Richter accompagna i miei passi di corsa, mescolato a canzoni più o meno truzze e a Bach. Quando lo shuffle me lo ripresenta, il ritmo della corsa diventa quasi disperato ogni volta.
Quando è partita On the Nature of Daylight all’inizio di Arrival mi sono chiesta perché. Lo stesso brano è stato usato da Scorsese e Robbie Robertson  in Shutter Island. Chissà se il regista Villeneuve e il compositore Jóhann Jóhannsson si sono fatti qualche problema. Il mio cuore sa respirare seguendo On the Nature of Daylight e aspettava con ansia la partenza del violino. Mi sono poi chiesta se i due hanno usato un pezzo già noto per questo motivo o soltanto per quell’amore per la musica che se ne frega di chi lo ha già usato e perché.

Arrival, l’arrivo. L’arrivo che tanto cerchi di raggiungere durante una competizione (il nastro da spezzare, le boe da attraversare, la linea da superare), l’arrivo di qualcuno che attendi (in una sala d’aspetto, nel corridoio davanti a una sala parto, su una banchina) o di qualcosa che non ha a che fare con te. O che pensi non abbia a che fare con te.

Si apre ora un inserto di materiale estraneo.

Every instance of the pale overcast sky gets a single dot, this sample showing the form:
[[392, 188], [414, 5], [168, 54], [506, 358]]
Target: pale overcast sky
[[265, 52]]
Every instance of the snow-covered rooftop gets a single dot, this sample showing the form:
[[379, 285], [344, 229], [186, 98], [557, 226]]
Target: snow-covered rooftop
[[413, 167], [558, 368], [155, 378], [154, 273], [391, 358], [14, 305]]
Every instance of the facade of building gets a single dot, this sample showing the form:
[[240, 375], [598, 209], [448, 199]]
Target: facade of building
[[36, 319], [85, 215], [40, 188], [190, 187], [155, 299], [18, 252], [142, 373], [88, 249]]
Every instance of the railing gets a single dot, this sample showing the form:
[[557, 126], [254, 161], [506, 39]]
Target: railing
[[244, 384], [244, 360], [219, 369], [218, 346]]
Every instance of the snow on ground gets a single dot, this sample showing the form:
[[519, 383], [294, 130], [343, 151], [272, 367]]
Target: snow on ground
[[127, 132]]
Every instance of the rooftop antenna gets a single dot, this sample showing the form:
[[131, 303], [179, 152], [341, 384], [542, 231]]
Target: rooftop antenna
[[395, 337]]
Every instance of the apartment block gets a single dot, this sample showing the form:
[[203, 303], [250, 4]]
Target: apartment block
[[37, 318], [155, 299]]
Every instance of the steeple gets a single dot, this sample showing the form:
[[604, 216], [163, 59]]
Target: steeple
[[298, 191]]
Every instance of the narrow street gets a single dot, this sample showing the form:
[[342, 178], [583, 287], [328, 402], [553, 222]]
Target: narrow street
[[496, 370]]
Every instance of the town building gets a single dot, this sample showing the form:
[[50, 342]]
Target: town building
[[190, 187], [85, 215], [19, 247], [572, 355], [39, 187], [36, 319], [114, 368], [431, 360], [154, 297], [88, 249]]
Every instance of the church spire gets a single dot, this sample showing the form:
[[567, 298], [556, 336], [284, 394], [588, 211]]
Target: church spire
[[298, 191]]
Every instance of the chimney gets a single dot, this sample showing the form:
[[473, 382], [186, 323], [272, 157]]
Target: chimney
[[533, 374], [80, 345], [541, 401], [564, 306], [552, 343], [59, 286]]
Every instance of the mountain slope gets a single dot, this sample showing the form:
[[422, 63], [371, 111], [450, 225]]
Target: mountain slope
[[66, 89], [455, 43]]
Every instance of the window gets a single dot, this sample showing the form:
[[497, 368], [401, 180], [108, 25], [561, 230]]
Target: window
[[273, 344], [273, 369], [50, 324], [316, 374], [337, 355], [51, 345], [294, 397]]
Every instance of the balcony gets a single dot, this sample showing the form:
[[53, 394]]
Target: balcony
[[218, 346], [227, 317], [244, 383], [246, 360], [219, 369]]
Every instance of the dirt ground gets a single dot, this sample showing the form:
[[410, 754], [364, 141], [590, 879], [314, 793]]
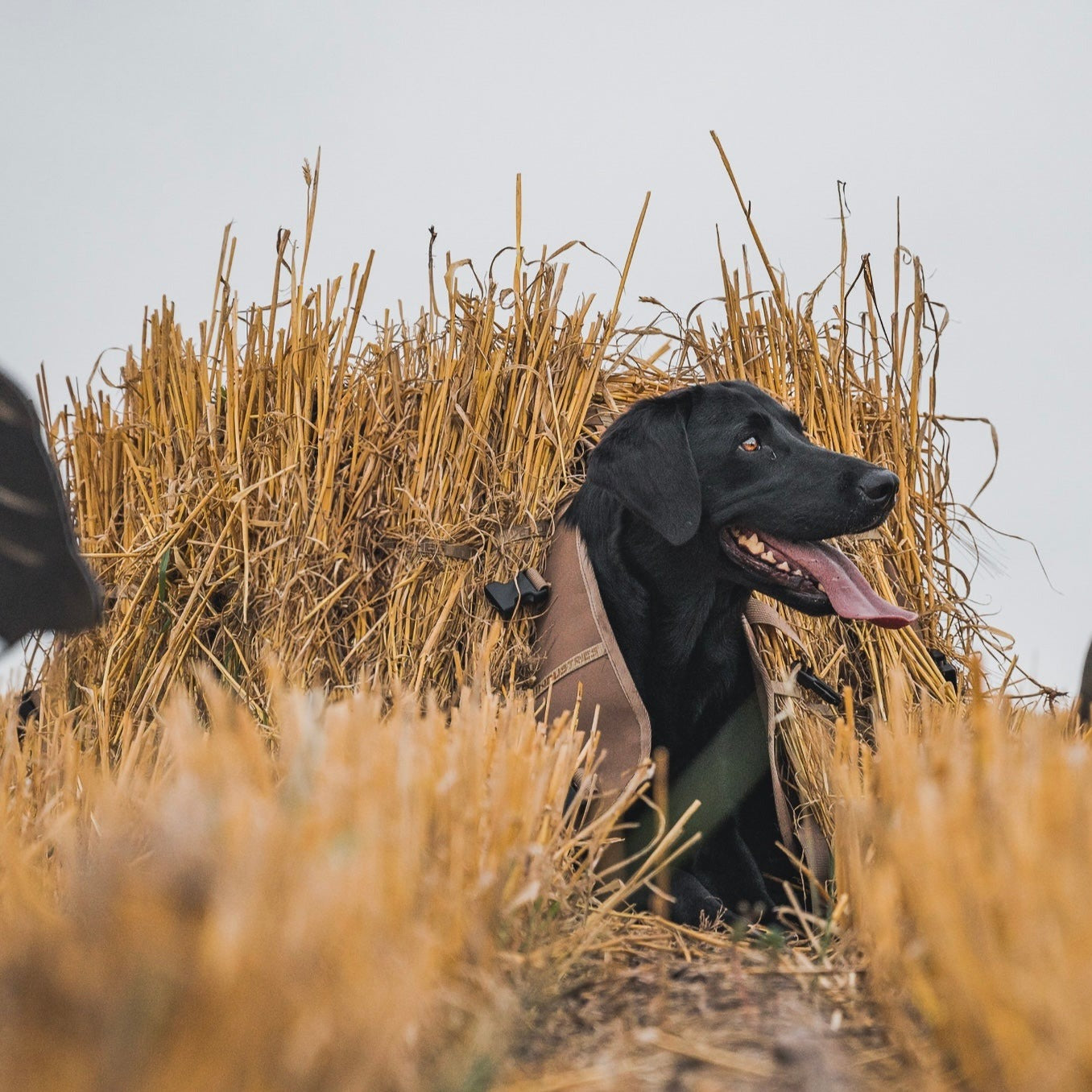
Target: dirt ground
[[727, 1017]]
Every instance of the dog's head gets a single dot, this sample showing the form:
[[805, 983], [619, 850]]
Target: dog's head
[[727, 462]]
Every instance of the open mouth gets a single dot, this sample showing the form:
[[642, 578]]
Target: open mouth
[[813, 571]]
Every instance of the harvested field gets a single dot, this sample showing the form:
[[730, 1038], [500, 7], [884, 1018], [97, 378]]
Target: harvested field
[[286, 821]]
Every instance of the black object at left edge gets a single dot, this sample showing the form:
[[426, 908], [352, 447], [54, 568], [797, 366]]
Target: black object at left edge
[[45, 585]]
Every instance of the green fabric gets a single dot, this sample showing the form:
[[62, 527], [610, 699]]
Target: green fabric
[[733, 763]]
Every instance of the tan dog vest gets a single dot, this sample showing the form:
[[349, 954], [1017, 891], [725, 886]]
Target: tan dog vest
[[580, 660]]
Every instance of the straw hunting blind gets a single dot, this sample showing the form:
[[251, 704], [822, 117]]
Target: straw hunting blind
[[300, 483]]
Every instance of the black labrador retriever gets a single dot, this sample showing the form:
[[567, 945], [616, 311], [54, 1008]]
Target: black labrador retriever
[[693, 500]]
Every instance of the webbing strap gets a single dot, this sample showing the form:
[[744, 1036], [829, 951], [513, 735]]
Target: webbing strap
[[570, 665]]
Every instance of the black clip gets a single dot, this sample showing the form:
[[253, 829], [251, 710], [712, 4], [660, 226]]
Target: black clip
[[948, 671], [527, 588], [816, 685]]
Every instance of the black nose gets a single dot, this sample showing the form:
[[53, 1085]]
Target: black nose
[[879, 486]]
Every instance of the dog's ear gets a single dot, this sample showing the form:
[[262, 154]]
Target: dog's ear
[[644, 460]]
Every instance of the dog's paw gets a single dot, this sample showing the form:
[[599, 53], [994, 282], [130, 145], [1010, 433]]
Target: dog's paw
[[695, 904]]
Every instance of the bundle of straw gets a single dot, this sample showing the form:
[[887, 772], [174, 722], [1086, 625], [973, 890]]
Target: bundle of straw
[[288, 486]]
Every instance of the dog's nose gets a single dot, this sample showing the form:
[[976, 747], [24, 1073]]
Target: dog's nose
[[879, 486]]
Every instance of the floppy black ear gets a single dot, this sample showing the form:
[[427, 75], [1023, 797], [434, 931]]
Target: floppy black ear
[[644, 460]]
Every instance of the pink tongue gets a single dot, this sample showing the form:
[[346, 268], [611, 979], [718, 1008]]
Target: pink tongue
[[850, 594]]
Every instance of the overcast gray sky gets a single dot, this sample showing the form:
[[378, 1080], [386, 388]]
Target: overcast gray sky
[[132, 132]]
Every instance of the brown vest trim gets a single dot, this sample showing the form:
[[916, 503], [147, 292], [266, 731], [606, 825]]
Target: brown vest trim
[[580, 656]]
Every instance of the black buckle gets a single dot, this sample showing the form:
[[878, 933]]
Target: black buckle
[[527, 588]]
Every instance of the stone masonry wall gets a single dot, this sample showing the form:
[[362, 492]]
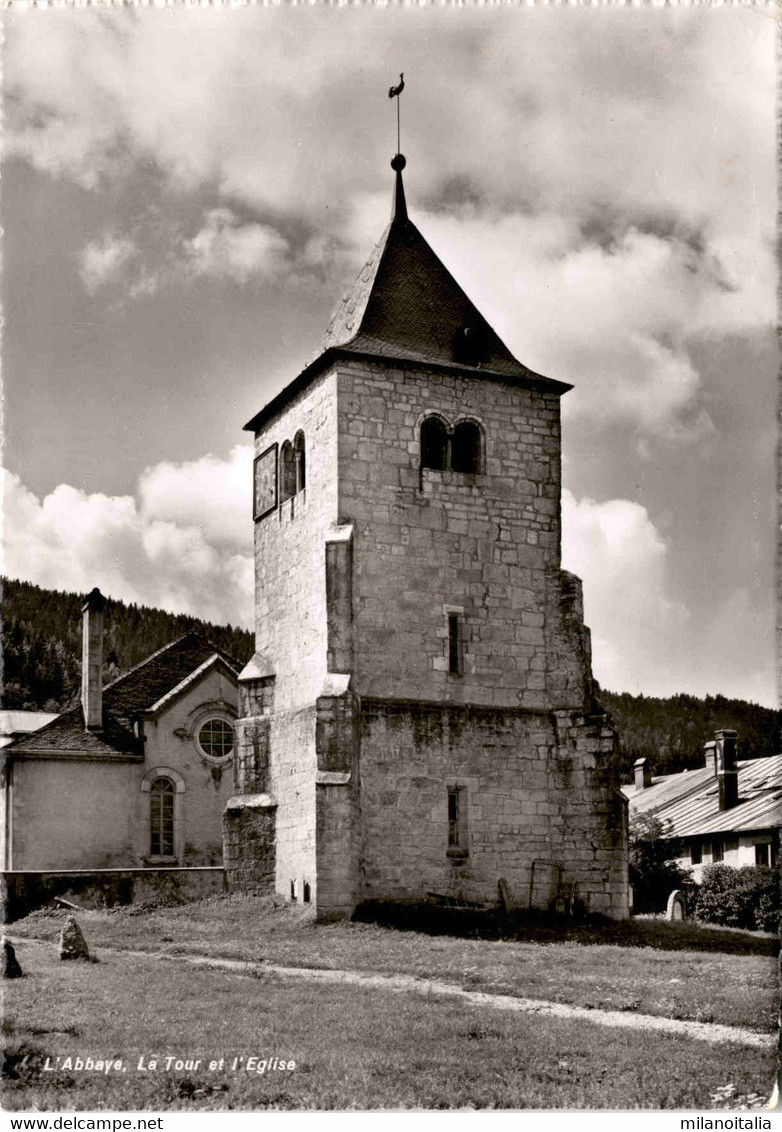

Quello che si pensava l’inizio del racconto è la fine. O il contrario. Louise (una strepitosa Amy Adams) ha una bambina che nasce, cresce, ama, odia, dimentica e muore tra le braccia di sua madre. Lei va avanti. Insegna all’università, si occupa dei giorni. Lei che è quella che del linguaggio tutto sa. Ma un giorno c’è un arrivo particolare, l’arrivo di qualcuno inatteso e incompreso. Louise e Ian (Jeremy Renner che non brilla ma non importa perché non è lui il centro) sono alcuni degli esperti chiamati dal governo americano per comprendere cosa sta accadendo.

Questo film parla della ricerca della comunicazione, di un linguaggio che molto spesso non è un codice condiviso (come avrebbe preferito zio Franco, fisico-chimico di 84 anni che è venuto al cinema con me) ma un’esperienza che si può trovare solo se si ha il coraggio di togliersi un casco o oltrepassare una soglia, conoscere un dolore e condividerlo.
Questo film parla dell’altro e di quello che ci si chiede di fronte al diverso. Chissà se poi davvero gli alieni del film hanno una forma o se quella che vediamo è la forma che Lousie gli ha dato.
Mi è venuto in mente che Gabriele Vacis (regista teatrale) contestava a tutte le altre rappresentazioni di Novecento (pièce teatrale scritta da Baricco per la messa in scena del regista di Settimo Torinese) l’utilizzo della musica. Come si fa a riprodurre la musica suonata da Danny Boodman T.D. Lemon Novecento? Come fai a far sentire una musica che non si è mai sentita? Non si può fare, no?
Dandole una forma la si banalizza, forse. La si rende concreta e più piccola di quella che sarebbe.
Nella mia visione del film, l’altro non può avere una forma; non ha quella forma lì. Per me quelli sono gli alieni di Louise, solo i suoi, con la forma che la sua bambina gli ha dato, un giorno, non importa se del prima o del dopo.
Non importa più il passato, il presente e il futuro. Non importa il tempo.
Mi restano un sacco di domande nella pancia. Alcune non hanno senso, ma chi se ne frega.
Il cinema ha a che fare col sogno. E i sogni spesso non hanno senso. Seguo la provocazione di Villeneuve e perdo il tempo.

Chissà che forma avrebbe il mio alieno. Chissà cosa vorrebbe che mettessi in gioco. Chissà se sceglierei di fare tutto daccapo o mai più.